671: DAA --- Lecture 11

Backtracking and Branch-and-Bound

The solution to many problems can be viewed as making a sequence of decisions. For example, finding a coloring of a graph with vertices {1,2, ... ,n} can be viewed as making a sequence of decisions, where the ith decision is which color to use for the ith vertex, i = 1,2, ,,,. n. Given a weighted graph a solution to the Traveling Salesman problem can be viewed as making a sequence of decisions concerning which city to visit next in the tour. A solution to the 0/1 Knapsack problem can be viewed as making a sequence of decisions as to which objects to put in the knapsack. Given a set of positive integers A = {a1, a2, ... , an}, and a positive integer Sum, the Sum of Subsets problem is to find a subset of S of A (if any) S such that the sum of the elements in S equals Sum. Again, a solution to the Sum of Subsets problem can be viewed as making a sequence of decisions as to which elements to include in the set S.

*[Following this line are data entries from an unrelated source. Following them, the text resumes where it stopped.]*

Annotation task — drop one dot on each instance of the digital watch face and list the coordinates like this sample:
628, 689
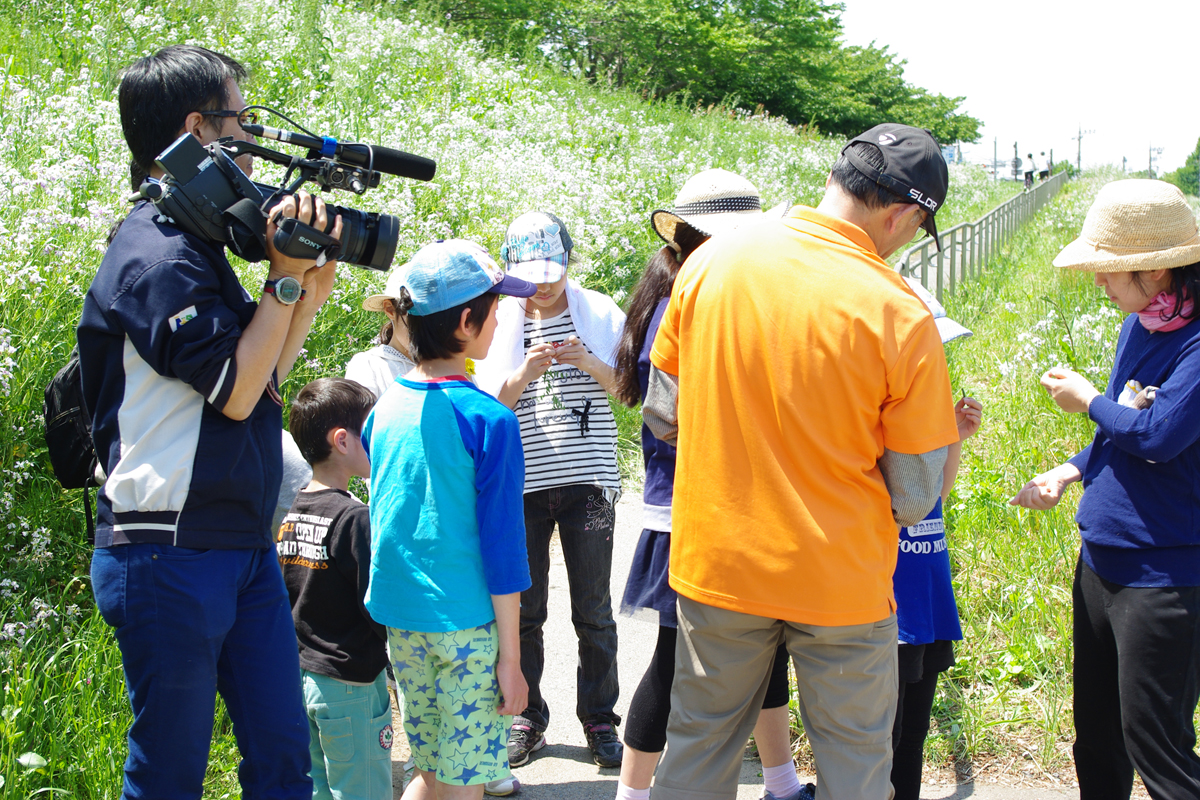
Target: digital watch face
287, 289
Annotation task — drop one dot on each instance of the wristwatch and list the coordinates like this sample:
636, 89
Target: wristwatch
286, 289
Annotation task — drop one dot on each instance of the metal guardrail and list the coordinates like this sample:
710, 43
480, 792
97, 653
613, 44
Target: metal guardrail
969, 246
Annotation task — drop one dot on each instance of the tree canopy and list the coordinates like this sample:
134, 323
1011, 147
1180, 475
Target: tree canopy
783, 55
1187, 176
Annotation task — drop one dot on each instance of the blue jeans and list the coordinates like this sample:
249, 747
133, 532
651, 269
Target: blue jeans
586, 523
191, 624
349, 734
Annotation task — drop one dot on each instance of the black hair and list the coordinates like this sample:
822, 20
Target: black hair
435, 336
859, 186
157, 92
655, 283
327, 404
1185, 286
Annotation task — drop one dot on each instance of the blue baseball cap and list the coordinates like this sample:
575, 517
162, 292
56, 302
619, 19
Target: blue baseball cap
537, 247
453, 271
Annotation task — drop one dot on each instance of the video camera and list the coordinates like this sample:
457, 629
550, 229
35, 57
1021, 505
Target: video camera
205, 193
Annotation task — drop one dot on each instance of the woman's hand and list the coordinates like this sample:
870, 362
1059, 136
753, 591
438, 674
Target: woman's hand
1072, 392
575, 353
1045, 489
537, 362
514, 689
310, 210
969, 416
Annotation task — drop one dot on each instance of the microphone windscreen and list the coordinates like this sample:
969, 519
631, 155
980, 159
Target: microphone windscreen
394, 162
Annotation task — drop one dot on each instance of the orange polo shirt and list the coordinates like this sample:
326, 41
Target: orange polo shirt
801, 356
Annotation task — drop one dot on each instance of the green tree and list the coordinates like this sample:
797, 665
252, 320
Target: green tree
1187, 176
783, 55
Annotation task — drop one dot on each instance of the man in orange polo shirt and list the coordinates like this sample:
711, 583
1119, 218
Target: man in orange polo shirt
809, 390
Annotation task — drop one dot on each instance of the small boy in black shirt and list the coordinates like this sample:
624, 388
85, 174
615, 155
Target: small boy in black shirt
324, 548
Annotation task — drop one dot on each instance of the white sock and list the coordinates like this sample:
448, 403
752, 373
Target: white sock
780, 781
625, 793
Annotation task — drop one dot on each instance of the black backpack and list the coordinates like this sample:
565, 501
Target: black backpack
69, 434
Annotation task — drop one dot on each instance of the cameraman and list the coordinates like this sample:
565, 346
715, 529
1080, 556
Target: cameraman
180, 372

Anytime the solution to a problem involves making sequence of decisions, it can be modeled using a state space tree T. The root of T corresponds to not yet making the first decision. Then the children of the root consists of nodes corresponding to all possible choices for the first decision. The children of a first-decision node v consists of nodes corresponding to all possible choices for the second decision given that v was the first decision, and so forth. The total number of decision sequences is usually exponential in the input size n (i.e., were each solution consists of at most n decisions), since there is usually at least two children of every node not corresponding to the final decision (or next-to-final) decision.

Backtracking and Branch-and-Bound are problem solving strategies that are guaranteed to find a solution to any problem modeled by a (finite) state space tree, since they ensure that every node in the tree T that can possibly be a solution node is examined. The two strategies differ in the way in which the tree T is searched. Backtracking follows a "depth-first" search strategy, whereas Branch-and-Bound follows a "breadth-first" search strategy. Backtracking has the advantage that there is no need to explicitly implement the state space tree, since we only are maintaining a path in this tree at any given point in the algorithm. Branch-and-Bound, on the other hand, needs to explicitly maintain the tree (at least that part of the tree generated), since all the children of a node are generated before proceeding further. Thus, we need to explicitly generate nodes in the state space tree, and keep track of the parent of these nodes. The question is, then, why consider Branch-and-Bound? The answer is that for some problems goal nodes might be found in a FIFO Branch-and-Bound that are at a shallow depth in the tree, whereas Backtracking might look at a large portion of the implicit state space tree before finding a shallow-depth goal.

We illustrate Backtracking with a simple example from games, namely, placing n queens on a n-by-n chessboard so that no two queens are attacking. A given queen can attack everything in its row or column, as well as anything on the two diagonals incident with its position. In particular, if the is a placement of the n queens where no two attack, then each column (or row) must contain exactly one queen. Thus, we can assume that the ith queen is placed in the ith column, and view the problem as making a sequence of n decisions, where the ith decision is the choice of row for the ith queen, i = 1, ..., n. Of course, the state-space tree for this problem is enormous, i.e., contains nn nodes, but Backtracking will only visit a small portion of this tree due to bounding.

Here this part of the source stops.